Formalin (10 percent). Ten percent formalin is an excellent preservative for the formed (microscopic) elements in urine. About 4 drops of formalin may be used for each 100 ml of urine. However, it interferes with some qualitative chemical tests, and it should not be used when the glucose concentration is to be determined.

Boric Acid (0.8 percent). Boric acid is a satisfactory preservative for general purposes. It will not interfere with examinations for protein, sugar, or ketone bodies.

Thymol (10 percent in Isopropanol). Thymol is another general purpose preservative. Approximately 10 ml of the prepared solution is used for each 24-hour collection.
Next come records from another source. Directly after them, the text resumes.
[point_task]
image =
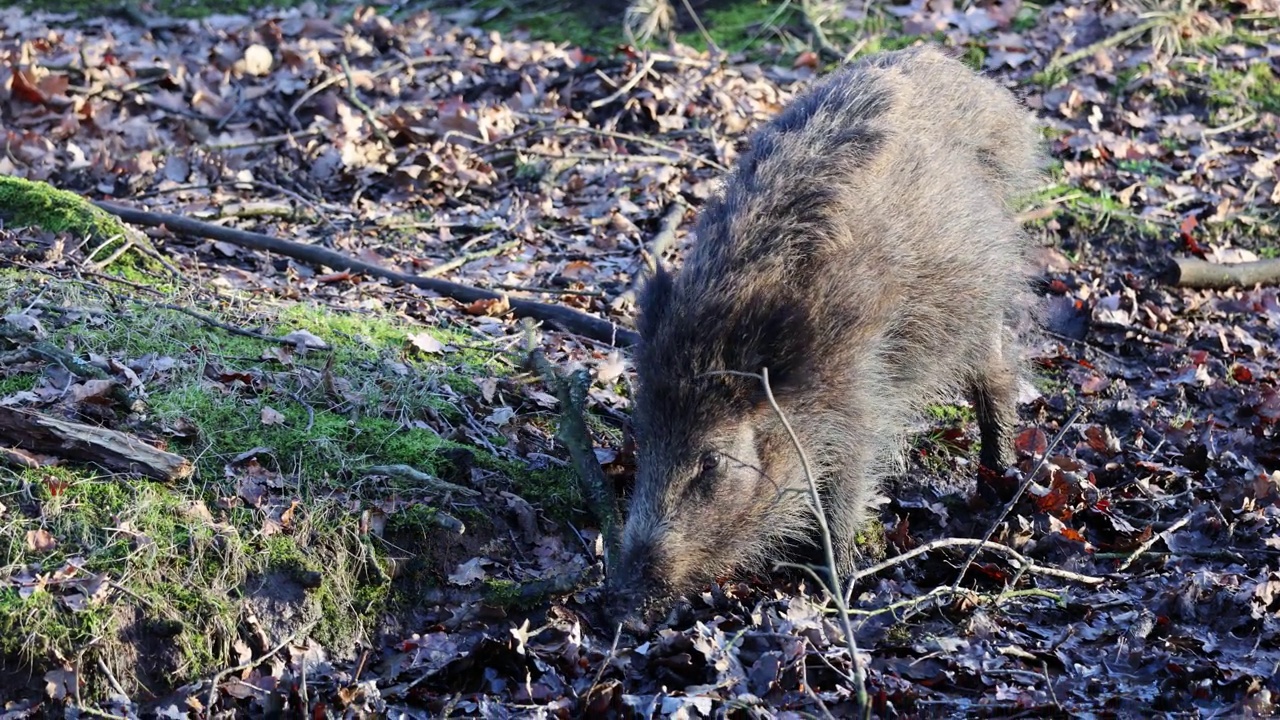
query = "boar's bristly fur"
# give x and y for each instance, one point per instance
(867, 253)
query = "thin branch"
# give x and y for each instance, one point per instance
(566, 318)
(222, 674)
(978, 545)
(1193, 272)
(858, 678)
(1064, 62)
(1150, 542)
(435, 270)
(1013, 501)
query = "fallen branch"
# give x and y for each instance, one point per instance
(1152, 541)
(437, 270)
(658, 246)
(415, 475)
(1013, 502)
(597, 488)
(978, 546)
(113, 450)
(565, 318)
(858, 675)
(1193, 272)
(255, 662)
(1064, 62)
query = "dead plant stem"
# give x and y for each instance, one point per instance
(858, 678)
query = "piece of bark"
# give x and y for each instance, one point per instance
(565, 318)
(113, 450)
(1193, 272)
(572, 432)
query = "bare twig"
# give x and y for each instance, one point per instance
(1150, 542)
(626, 87)
(374, 123)
(421, 479)
(1013, 501)
(978, 545)
(222, 674)
(435, 270)
(1193, 272)
(222, 326)
(566, 318)
(574, 433)
(858, 678)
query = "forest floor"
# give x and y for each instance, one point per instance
(288, 563)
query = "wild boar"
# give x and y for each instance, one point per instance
(865, 251)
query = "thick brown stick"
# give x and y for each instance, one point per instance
(566, 318)
(77, 441)
(572, 432)
(1193, 272)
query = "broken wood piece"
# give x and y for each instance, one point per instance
(117, 451)
(426, 481)
(597, 487)
(1193, 272)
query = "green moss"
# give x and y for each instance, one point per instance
(871, 540)
(1258, 86)
(951, 414)
(553, 22)
(36, 204)
(412, 519)
(502, 593)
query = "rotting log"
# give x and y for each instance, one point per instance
(117, 451)
(1193, 272)
(572, 432)
(566, 318)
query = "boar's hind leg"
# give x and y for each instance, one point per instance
(846, 509)
(995, 400)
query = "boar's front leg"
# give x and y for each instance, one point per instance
(993, 390)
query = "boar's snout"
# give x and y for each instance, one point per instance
(639, 589)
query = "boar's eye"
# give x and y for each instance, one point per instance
(711, 461)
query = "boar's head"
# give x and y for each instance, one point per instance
(720, 484)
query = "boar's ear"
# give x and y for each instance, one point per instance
(654, 301)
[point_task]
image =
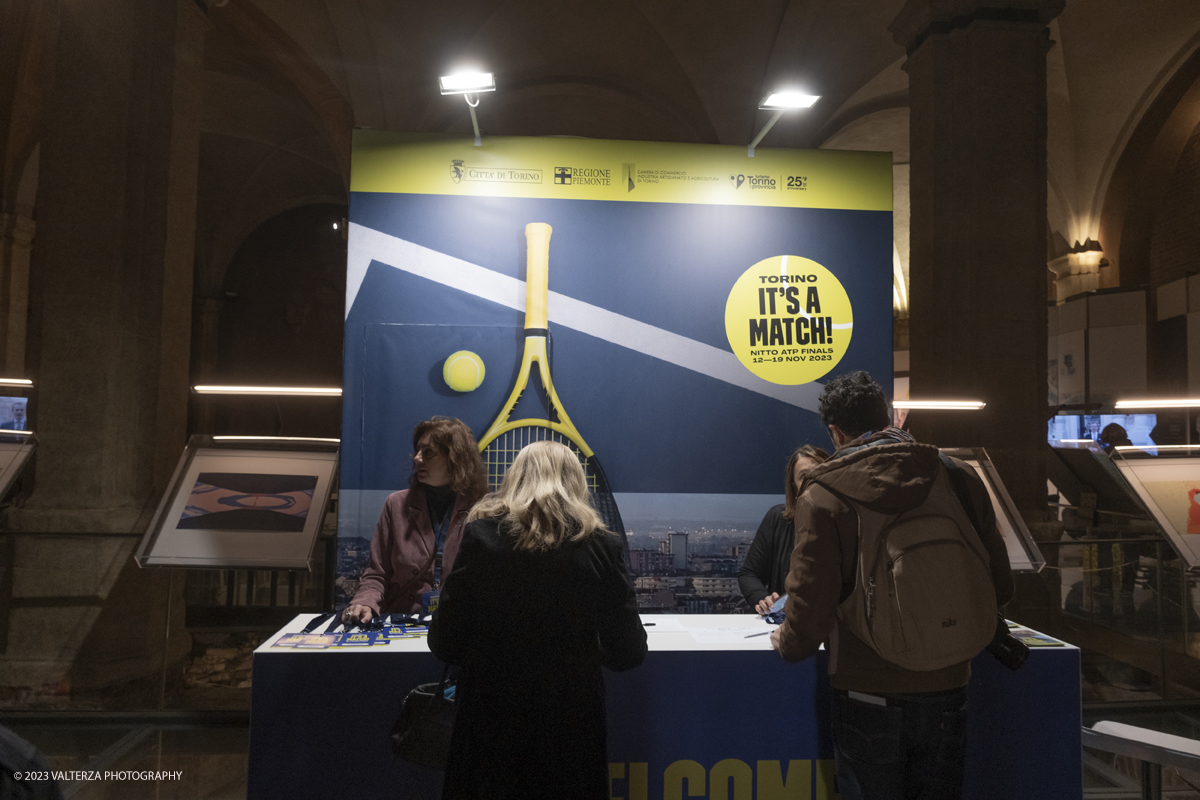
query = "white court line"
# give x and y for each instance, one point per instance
(367, 245)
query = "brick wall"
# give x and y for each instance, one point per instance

Chloroform. Chloroform may be used as a preservative, but it interferes with some chemical tests and may cause cellular changes.

Sodium Fluoride. Sodium fluoride may be used as a preservative for urine samples when one is concerned with glucose. It inhibits tests for glucose on the reagent strip.

Sodium Carbonate. To preserve urobilinogen in urine requires special precautions. To assure alkalinity, a half-teaspoonful of sodium carbonate is placed in the specimen bottle before the urine is voided into the bottle.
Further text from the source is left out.